If the men succumbed to terror, the battle would be lost. He had to rally them. He sent a mental command to Limam that she would relay to the rest of the melds—focus only on invisible gleasons that made it over the wall. The men would deal with the visible gleasons.

He lifted his eyes to the sky and uttered a brief prayer, then he jumped up onto a crenel and hoisted himself farther up to the top of the merlon, the highest part of the wall. He drew his sword, looked at its four foot blade, and decided it wasn’t long enough. He touched controls on the hand guard and doubled that length. To his amazement, when he looked out over the gleasons, they had slowed for a moment and had turned their faces to him. Then, like a flock of birds turning in mid-flight, the whole mass of charging gleasons changed course toward his blade.

Galborae leaped along the top of the wall from merlon to merlon toward that weakest spot, very much aware that a misstep would send him into the gleason mob at the bottom of the wall. As he ran, the shimmering blade swung back and forth along the outside of the wall, cleaving any gleason within reach. When he reached the shortest part of the wall directly above the rock outcropping, he stopped, but his blade did not stop.

Turmae, not certain what was happening, went to a cut-out in the wall of the spire and looked out at the wall. Even in the bright sunlight, Galborae’s flashing sword caught his eye. The effect that sword had on the gleasons was readily apparent as well. He returned to the electronic display and confirmed that a wider attack had failed to materialize, then deployed more defenders toward Galborae.

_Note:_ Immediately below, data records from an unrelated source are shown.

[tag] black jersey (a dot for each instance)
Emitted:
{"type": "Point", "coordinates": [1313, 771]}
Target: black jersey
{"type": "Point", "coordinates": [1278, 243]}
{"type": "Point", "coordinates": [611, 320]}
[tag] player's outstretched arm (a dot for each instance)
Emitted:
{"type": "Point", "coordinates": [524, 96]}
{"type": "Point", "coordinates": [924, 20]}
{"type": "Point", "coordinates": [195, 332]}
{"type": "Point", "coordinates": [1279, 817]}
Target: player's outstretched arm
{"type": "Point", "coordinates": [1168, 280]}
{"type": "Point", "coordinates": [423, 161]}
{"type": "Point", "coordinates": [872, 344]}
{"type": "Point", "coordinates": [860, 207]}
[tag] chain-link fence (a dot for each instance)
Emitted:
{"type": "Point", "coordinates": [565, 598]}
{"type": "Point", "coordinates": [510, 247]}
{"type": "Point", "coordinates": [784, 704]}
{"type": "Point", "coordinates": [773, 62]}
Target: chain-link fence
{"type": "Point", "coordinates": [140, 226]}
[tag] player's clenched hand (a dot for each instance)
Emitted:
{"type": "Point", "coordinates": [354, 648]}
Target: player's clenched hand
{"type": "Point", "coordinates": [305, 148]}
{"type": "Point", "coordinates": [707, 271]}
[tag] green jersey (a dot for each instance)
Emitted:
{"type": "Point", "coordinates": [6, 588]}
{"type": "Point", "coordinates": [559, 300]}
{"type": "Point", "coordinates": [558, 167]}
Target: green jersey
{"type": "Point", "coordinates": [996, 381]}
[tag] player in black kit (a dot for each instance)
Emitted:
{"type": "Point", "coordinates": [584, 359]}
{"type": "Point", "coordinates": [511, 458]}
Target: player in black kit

Galborae stayed up high on the parapet leaping from merlin to merlin, his blade slashing without pause. Soldiers packed into the crenels below him shoulder to shoulder, leaning out with blasters. Suddenly, King Tennisol leaped up on the merlin next to Galborae with his sword held high. A dozen of his knights followed with blasters, then marines to each side joined them high on the merlins, doubling the number of weapons pouring fire down on the gleasons. Gleasons swarmed, even climbing over the backs of gleasons above them as they frantically tried to reach Galborae, but the murderous hail of energy and the slashing blade stopped them dead.